But, according to a Canada Life survey, only 32% of UK consumers over 55 sought financial advice before accessing their pensions.
“It is undoubtedly the case that people do not appreciate the potential value of financial advice,” Steve Webb, director of policy at Royal London, told International Adviser. “For people with meaningful pensions pots, we need to see greater take-up of advice not just at the point of retirement but also through a retirement, which can easily last for several decades.”
Ian Browne, pensions expert at Quilter, also told IA: “Importantly, the first step on the road to making people realise how important financial advice is, is boosting people’s engagement with their pensions.
“Doing this will subsequently lead to them realising that seeking help is likely the best course of action when entering into drawdown, as they will understand quite how many potential pitfalls there are and the ramifications of making a wrong move.”
DIY financial advice
Canada Life surveyed 505 people over the age of 55 and found 44% said they have enough confidence in what they were doing to not go to an adviser.

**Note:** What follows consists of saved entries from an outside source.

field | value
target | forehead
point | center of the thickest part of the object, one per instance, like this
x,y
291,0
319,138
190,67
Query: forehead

The size of the pension also has a role to play in deciding whether to consider advice, with one in four people (26%) saying their pension pot wasn’t big enough to need advice.
Some 22% of respondents were also put off by the cost.
Trust remains a barrier for one in five people (20%).
“People might be put off by the cost of advice; however, they should really be thinking about how much money they can save by taking financial advice,” said Browne. “For example, would you pay £500 for advice if it saved you £1,000 in tax?”
Webb added: “It is understandable that those with relatively small pension pots decide that the cost of taking full financial advice would eat up too much of their modest pension pot.
“But there is a big danger of over-confidence, with people failing to realise the implications of their choices, not least with regarding to the tax consequences of large withdrawals.”